About faith

faithHow do we know how hungry someone else is? Or how thirsty? How do we understand how tired or how cold? How do we appreciate how happy or how well-rested someone may be?

How do you know what a stranger’s toothache feels like or their migraine? Or their stomachache? Or their joy?

What could be debilitating or overwhelming to one person may be inconsequential to another. But how do we tell someone their condition or state of being is less valid than our own?

We have no choice but to believe people when they talk about what or how they feel. We must take them at their word when discussing such subjective, extremely personal subjects.

Faith is an emotion felt so strongly that it’s real. Because you don’t share that emotion or have never felt that emotion, doesn’t make it any less real.

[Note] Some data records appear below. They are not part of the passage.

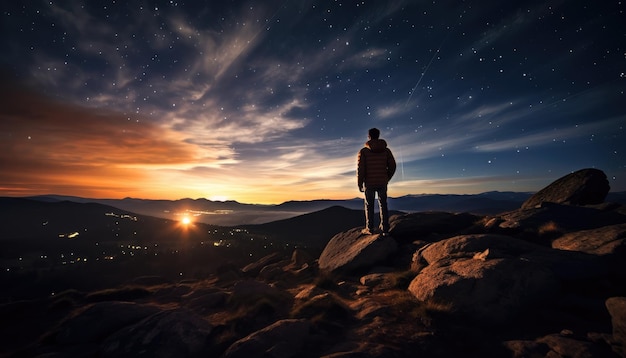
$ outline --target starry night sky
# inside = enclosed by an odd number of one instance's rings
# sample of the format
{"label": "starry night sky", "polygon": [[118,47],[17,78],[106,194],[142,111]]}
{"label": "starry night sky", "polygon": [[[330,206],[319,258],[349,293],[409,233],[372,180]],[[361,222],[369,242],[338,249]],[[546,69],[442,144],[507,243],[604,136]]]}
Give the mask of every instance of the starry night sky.
{"label": "starry night sky", "polygon": [[5,1],[0,195],[626,190],[623,1]]}

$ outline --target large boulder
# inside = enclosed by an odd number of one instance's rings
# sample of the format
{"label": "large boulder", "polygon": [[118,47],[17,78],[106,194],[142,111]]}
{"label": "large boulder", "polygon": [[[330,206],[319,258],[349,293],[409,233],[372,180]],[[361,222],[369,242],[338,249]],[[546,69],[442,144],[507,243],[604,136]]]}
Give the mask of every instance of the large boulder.
{"label": "large boulder", "polygon": [[528,198],[522,209],[534,208],[544,202],[593,205],[601,204],[610,190],[606,174],[599,169],[581,169],[554,181]]}
{"label": "large boulder", "polygon": [[548,269],[560,281],[585,281],[603,277],[607,266],[595,255],[553,250],[504,235],[460,235],[429,244],[413,255],[415,267],[457,259],[521,260]]}
{"label": "large boulder", "polygon": [[330,239],[320,255],[319,268],[326,272],[357,271],[380,263],[397,248],[390,236],[365,235],[355,228]]}
{"label": "large boulder", "polygon": [[504,322],[557,292],[559,277],[549,267],[547,250],[498,235],[442,240],[416,254],[427,266],[409,291],[420,301],[447,305],[478,321]]}

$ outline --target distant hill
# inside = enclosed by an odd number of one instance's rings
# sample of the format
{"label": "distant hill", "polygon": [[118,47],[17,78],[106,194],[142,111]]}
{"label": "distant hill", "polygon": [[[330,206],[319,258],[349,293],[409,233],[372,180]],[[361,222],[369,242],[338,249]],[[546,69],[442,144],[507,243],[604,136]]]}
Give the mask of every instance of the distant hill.
{"label": "distant hill", "polygon": [[[390,211],[389,215],[398,213],[400,212]],[[259,225],[244,225],[242,228],[258,234],[268,233],[284,242],[321,250],[335,234],[355,227],[363,227],[364,223],[365,217],[362,210],[331,206],[289,219]]]}
{"label": "distant hill", "polygon": [[34,196],[29,197],[29,199],[44,202],[99,203],[137,214],[176,221],[184,214],[194,217],[197,222],[219,226],[260,224],[302,213],[302,211],[284,212],[276,205],[242,204],[237,201],[211,201],[207,199],[94,199],[59,195]]}
{"label": "distant hill", "polygon": [[293,218],[242,227],[256,233],[268,233],[296,245],[323,248],[336,233],[363,226],[363,222],[363,211],[331,206]]}

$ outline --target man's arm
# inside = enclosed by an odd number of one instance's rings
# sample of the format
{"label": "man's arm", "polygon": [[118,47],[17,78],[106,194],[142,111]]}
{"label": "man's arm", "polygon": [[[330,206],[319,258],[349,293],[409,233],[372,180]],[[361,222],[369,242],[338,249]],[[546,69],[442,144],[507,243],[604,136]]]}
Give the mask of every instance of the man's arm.
{"label": "man's arm", "polygon": [[396,159],[393,157],[391,150],[387,148],[387,180],[391,180],[396,173]]}
{"label": "man's arm", "polygon": [[359,191],[363,191],[363,184],[365,182],[365,155],[363,150],[359,151],[356,156],[356,181],[359,186]]}

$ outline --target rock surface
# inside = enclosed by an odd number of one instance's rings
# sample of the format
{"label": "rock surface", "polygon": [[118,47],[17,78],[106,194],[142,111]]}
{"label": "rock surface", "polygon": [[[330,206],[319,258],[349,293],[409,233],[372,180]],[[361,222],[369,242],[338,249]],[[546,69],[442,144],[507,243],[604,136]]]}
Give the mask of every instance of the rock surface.
{"label": "rock surface", "polygon": [[367,268],[384,261],[397,248],[390,236],[364,235],[355,228],[335,235],[328,242],[320,255],[319,268],[328,272]]}
{"label": "rock surface", "polygon": [[568,233],[552,241],[552,247],[593,255],[626,256],[626,224]]}
{"label": "rock surface", "polygon": [[448,305],[477,321],[504,322],[553,297],[554,273],[532,258],[542,247],[506,236],[457,236],[428,245],[428,265],[409,285],[420,301]]}

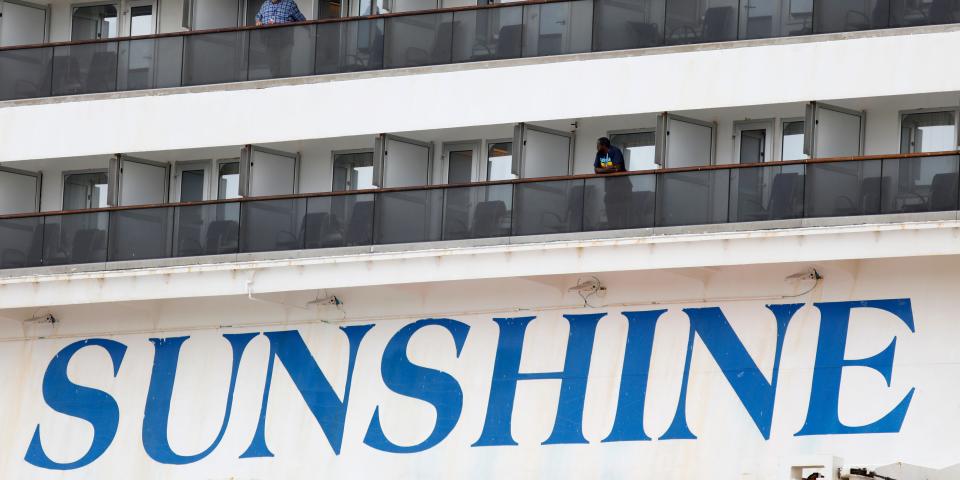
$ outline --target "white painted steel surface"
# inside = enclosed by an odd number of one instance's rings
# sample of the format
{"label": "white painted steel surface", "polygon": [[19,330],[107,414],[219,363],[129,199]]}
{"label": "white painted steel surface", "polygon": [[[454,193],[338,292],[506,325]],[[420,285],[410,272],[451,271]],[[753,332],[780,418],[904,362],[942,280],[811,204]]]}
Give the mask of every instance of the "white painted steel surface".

The same emotions can be felt by different people but in different ways, with different intensities and with different results. But again no less real. Just like the feeling of hunger or a headache.

Faith is as authentic as the tears and sadness and feelings of loss at a funeral. The pain is as real as the coffin. The pain can’t be seen or touched by others, but it is there.

Faith is subjective. Faith can’t be measured. But someone’s relationship with their Creator is as real as temperature, hunger pain,  pleasure, happiness or sadness.

Christianity is the love of the wedding. We see people profess their love, share their love, declare their love. For those of us who have loved intently, we empathize with that feeling. But for those who have never felt deep love, weddings and everything they represent can be seen as hollow and empty.

It takes an arrogance too strong and empathy too weak to compel someone to dismiss the condition of another. Perhaps it’s simply ignorance that empowers people to scorn the needs or feelings or beliefs of others.

This is why it’s so dangerous to claim to measure someone else’s faith. How do we judge how strong or weak their faith may be? Or question its existence at all?

Despite the impossibility of adequately quantifying faith, sadness, hunger, or fatigue, people still try. They pass judgments based on their own experiences while ignoring the experiences of others. When they ignore others, they expect their own views to be accepted. And ironically, the only way their views can be accepted, is by faith.